Scraper - Web Content Extraction
Extract clean content from any webpage. Core tool of Alchemy Lab.
Extract clean content from any webpage. Core tool of Alchemy Lab.
Core Features
- 🌐 Single Page Scraping: Extract clean Markdown from any URL
- 🔄 Batch Crawling: Automatically crawl sites following links (up to 200 pages)

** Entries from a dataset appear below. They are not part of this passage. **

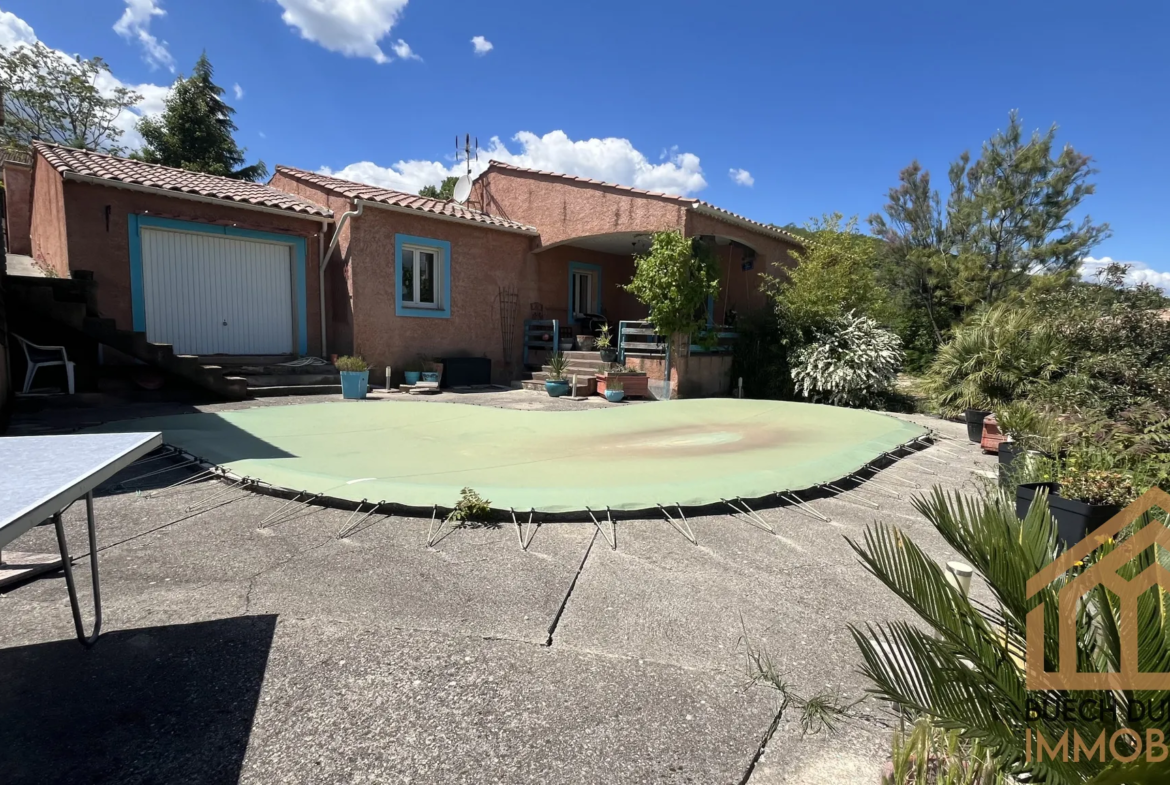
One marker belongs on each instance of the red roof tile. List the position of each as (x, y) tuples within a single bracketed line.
[(440, 207), (694, 204), (83, 163)]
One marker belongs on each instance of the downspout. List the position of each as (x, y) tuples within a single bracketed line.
[(324, 262)]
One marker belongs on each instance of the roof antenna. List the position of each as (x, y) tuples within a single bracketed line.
[(463, 186)]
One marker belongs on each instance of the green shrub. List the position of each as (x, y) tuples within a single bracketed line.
[(761, 356), (350, 363), (998, 357), (557, 365), (853, 363)]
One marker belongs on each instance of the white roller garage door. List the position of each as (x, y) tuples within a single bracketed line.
[(208, 294)]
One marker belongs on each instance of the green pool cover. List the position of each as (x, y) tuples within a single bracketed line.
[(628, 458)]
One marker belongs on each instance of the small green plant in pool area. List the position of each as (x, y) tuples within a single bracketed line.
[(355, 364), (603, 339), (557, 365), (470, 508)]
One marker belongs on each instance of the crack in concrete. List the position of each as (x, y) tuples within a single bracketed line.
[(572, 584)]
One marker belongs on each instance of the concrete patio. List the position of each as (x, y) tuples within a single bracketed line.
[(235, 652)]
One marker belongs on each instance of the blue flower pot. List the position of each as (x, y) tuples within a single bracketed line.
[(355, 384)]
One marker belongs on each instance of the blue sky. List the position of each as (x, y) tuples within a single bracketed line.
[(819, 104)]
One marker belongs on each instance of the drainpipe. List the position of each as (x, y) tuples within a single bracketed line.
[(324, 262)]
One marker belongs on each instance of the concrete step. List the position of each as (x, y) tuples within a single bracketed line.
[(275, 369), (284, 379), (295, 390)]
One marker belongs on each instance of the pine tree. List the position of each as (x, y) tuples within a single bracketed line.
[(194, 131)]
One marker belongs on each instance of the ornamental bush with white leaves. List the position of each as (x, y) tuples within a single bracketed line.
[(852, 363)]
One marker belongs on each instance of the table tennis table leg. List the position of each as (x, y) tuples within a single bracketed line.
[(93, 567)]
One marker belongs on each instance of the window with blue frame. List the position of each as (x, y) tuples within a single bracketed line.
[(422, 280)]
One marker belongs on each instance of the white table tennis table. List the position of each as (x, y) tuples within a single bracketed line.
[(41, 476)]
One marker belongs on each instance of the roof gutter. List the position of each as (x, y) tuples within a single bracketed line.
[(324, 262), (466, 221), (193, 197), (730, 218)]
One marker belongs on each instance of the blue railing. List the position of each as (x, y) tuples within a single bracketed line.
[(535, 331), (641, 338)]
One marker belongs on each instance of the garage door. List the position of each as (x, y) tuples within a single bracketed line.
[(217, 295)]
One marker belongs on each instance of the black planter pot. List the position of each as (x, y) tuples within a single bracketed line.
[(1007, 453), (974, 418), (1074, 520)]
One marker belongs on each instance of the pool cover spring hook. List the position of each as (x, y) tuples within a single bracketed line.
[(804, 505), (685, 529), (613, 525), (749, 516), (524, 542)]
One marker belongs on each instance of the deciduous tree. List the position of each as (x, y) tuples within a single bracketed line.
[(52, 97), (194, 131)]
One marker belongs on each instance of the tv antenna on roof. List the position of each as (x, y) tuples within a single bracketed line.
[(463, 186)]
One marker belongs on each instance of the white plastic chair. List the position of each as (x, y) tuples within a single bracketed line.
[(42, 357)]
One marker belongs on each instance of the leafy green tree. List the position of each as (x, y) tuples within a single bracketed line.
[(675, 279), (52, 97), (833, 276), (962, 662), (445, 191), (1009, 218), (194, 131)]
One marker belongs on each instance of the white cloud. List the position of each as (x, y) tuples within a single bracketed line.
[(351, 27), (742, 177), (16, 32), (404, 52), (135, 23), (1138, 272), (611, 159)]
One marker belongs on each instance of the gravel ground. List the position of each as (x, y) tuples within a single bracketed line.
[(243, 651)]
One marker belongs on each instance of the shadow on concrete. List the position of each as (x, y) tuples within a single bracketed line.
[(157, 704)]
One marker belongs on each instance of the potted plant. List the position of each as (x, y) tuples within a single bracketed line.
[(633, 384), (355, 377), (974, 419), (614, 390), (413, 372), (429, 372), (1084, 490), (556, 385), (603, 343)]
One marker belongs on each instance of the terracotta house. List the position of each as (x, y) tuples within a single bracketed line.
[(310, 264)]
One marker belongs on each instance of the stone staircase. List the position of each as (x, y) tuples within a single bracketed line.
[(280, 376), (70, 303), (586, 365)]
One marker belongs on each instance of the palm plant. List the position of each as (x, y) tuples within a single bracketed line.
[(557, 366), (964, 669), (995, 359)]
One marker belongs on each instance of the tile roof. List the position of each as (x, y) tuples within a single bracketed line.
[(440, 207), (694, 204), (83, 163)]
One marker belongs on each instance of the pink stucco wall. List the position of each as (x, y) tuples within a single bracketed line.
[(563, 209), (18, 186), (47, 227), (482, 260), (103, 246), (552, 282)]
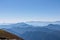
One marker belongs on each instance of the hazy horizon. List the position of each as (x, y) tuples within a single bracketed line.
[(13, 11)]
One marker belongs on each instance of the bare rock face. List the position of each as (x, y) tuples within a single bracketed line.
[(4, 35)]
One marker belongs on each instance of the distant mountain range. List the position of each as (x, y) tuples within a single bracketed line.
[(51, 31)]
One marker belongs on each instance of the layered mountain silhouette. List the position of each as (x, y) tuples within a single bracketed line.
[(31, 32)]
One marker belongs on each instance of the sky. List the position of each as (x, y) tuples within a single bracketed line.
[(12, 11)]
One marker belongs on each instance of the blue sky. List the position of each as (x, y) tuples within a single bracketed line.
[(12, 11)]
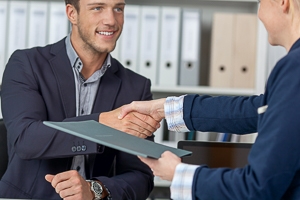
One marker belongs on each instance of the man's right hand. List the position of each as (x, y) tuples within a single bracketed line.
[(133, 123), (153, 108)]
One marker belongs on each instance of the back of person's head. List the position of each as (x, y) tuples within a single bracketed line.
[(74, 3)]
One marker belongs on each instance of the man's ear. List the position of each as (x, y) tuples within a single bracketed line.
[(285, 5), (71, 13)]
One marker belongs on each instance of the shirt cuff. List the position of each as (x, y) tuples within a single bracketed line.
[(174, 114), (181, 186)]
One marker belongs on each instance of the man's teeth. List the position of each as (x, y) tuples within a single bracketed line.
[(105, 33)]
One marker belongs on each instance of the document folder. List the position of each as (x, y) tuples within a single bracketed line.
[(101, 134)]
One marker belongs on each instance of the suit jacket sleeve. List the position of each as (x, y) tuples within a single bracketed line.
[(274, 169), (27, 101), (221, 114)]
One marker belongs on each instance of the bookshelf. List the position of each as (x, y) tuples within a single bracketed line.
[(208, 8)]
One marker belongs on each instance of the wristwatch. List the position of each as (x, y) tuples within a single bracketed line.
[(96, 187)]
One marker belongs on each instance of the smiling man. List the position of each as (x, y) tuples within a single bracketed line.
[(74, 79)]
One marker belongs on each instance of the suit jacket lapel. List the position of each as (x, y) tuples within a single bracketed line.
[(63, 72), (108, 90)]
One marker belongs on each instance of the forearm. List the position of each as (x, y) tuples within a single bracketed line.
[(221, 114)]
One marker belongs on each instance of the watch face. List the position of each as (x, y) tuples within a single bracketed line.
[(97, 188)]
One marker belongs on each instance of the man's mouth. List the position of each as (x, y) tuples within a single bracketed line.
[(105, 33)]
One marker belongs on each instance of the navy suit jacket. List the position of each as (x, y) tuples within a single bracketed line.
[(38, 85), (273, 171)]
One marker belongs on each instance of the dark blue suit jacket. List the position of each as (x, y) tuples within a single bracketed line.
[(38, 85), (274, 161)]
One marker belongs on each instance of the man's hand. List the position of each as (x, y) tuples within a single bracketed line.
[(154, 108), (133, 123), (70, 185), (165, 166)]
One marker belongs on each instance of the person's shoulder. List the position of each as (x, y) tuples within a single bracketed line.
[(41, 49), (125, 71)]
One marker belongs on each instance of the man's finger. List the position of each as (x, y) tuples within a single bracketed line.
[(49, 177)]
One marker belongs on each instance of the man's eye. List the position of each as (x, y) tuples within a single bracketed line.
[(97, 8), (119, 9)]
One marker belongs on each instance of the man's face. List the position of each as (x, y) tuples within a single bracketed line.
[(99, 24)]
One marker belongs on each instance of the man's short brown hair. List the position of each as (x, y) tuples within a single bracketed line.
[(74, 3)]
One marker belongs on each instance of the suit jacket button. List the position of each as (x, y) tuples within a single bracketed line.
[(74, 149)]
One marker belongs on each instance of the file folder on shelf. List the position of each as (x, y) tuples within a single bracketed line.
[(244, 65), (150, 21), (3, 29), (17, 36), (190, 48), (170, 45), (130, 38), (101, 134), (221, 63), (58, 22), (275, 53), (38, 20)]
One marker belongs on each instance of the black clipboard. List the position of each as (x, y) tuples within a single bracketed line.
[(107, 136)]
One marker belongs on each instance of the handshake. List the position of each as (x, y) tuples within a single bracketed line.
[(139, 118)]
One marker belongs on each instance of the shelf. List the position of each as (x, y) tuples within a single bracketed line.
[(202, 90)]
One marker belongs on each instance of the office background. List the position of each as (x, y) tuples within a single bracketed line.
[(214, 47)]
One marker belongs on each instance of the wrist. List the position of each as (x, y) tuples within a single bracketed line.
[(97, 189)]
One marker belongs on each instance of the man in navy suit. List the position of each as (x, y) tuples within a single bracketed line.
[(75, 79)]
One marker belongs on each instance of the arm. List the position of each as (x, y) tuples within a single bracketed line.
[(205, 113), (222, 114)]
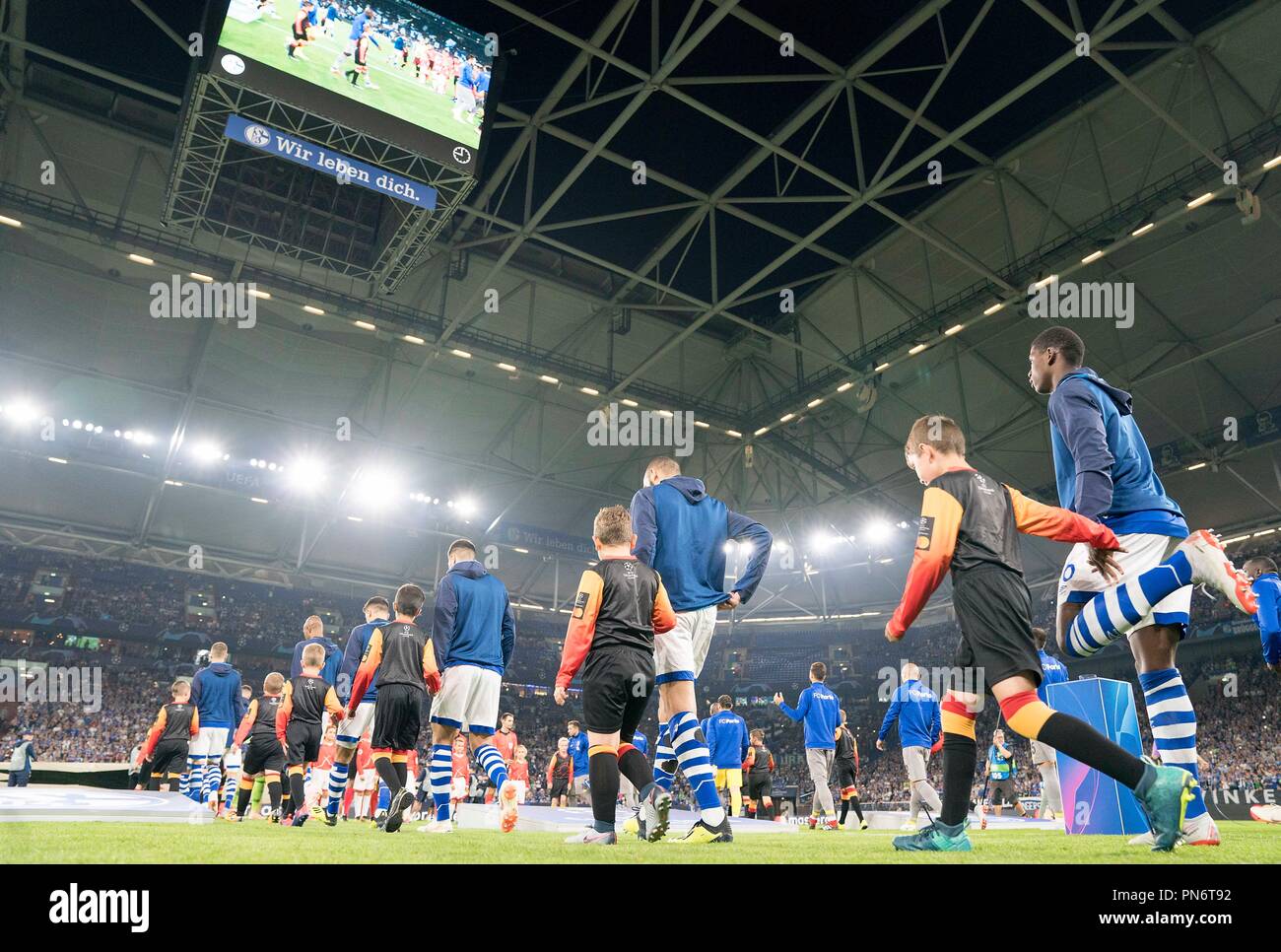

- 🖼️ Image Processing: Auto-download and convert to CDN links
- 📄 Multi-format Export: Markdown / PDF / ZIP
- 🤖 AI Refinement: Intelligently remove navigation, ads, and noise
Quick Start
Single Page Scraping
curl -X POST https://api.alchemy.izoa.fun/api/scrape \
-H "Content-Type: application/json" \
-d '{
"url": "https://example.com",
"downloadImages": true
}'
Response Example:
{
"data": "# Page Title\n\nClean markdown content...",
"metadata": {
"title": "Page Title",
"url": "https://example.com",
"images": {
"download": true,
"cdnRewrite": true,
"items": [...]
}
}
}
Batch Crawling
curl -X POST https://api.alchemy.izoa.fun/api/crawl \
-H "Content-Type: application/json" \
-H "Accept: text/event-stream" \
-d '{
"url": "https://example.com/docs",
"limit": 10,
"pathPrefix": "/docs"
}'
SSE Event Stream:
event: discovering
data: {"phase":"discovering","discovered":5}
event: scraping
data: {"phase":"scraping","current":"https://example.com/docs/intro","progress":{"scraped":1,"total":5}}
event: complete
data: {"phase":"complete","results":[...]}
AI Refinement Mode
curl -X POST https://api.alchemy.izoa.fun/api/scrape \
-H "Content-Type: application/json" \
-d '{
"url": "https://example.com",
"aiRefinement": true,
"noiseHint": "Sidebar has many links, footer has copyright info"
}'
API Reference
POST /api/scrape - Single Page Scraping
Request Body:
| Field | Type | Required | Description |
|---|---|---|---|
url |
string | ✅ | URL to scrape |
downloadImages |
boolean | ❌ | Download images (default false) |
aiRefinement |
boolean | ❌ | Use AI refinement (default false) |
noiseHint |
string | ❌ | Noise hint (helps AI identify better) |
format |
string | ❌ | Output format: markdown (default) or pdf |
Response:
{
data: string; // Markdown content
metadata: {
title: string; // Page title
url: string; // Original URL
images?: { // Image info (if downloadImages=true)
download: boolean;
cdnRewrite: boolean;
items: Array<{
original: string;
cdn: string;
size: number;
}>;
};
};
}
POST /api/crawl - Batch Crawling
Request Body:
| Field | Type | Required | Description |
|---|---|---|---|
url |
string | ✅ | Starting URL |
limit |
number | ❌ | Max pages (default 10, max 200) |
depth |
number | ❌ | Crawl depth (default 2, max 5) |
pathPrefix |
string | ❌ | Path prefix filter (e.g., /docs) |
Response: Server-Sent Events (SSE) stream
| Event Type | Data |
|---|---|
discovering |
{ phase, discovered, current? } |
detecting |
{ phase, current } |
scraping |
{ phase, current, progress } |
complete |
{ phase, results, stats } |
error |
{ error, message } |
GET /api/download/:id - Download Results
Download crawl results as a ZIP archive (includes all Markdown and images).
Tech Stack
- Backend: Node.js + Express + TypeScript
- Crawl Engine: Puppeteer (Chrome Headless)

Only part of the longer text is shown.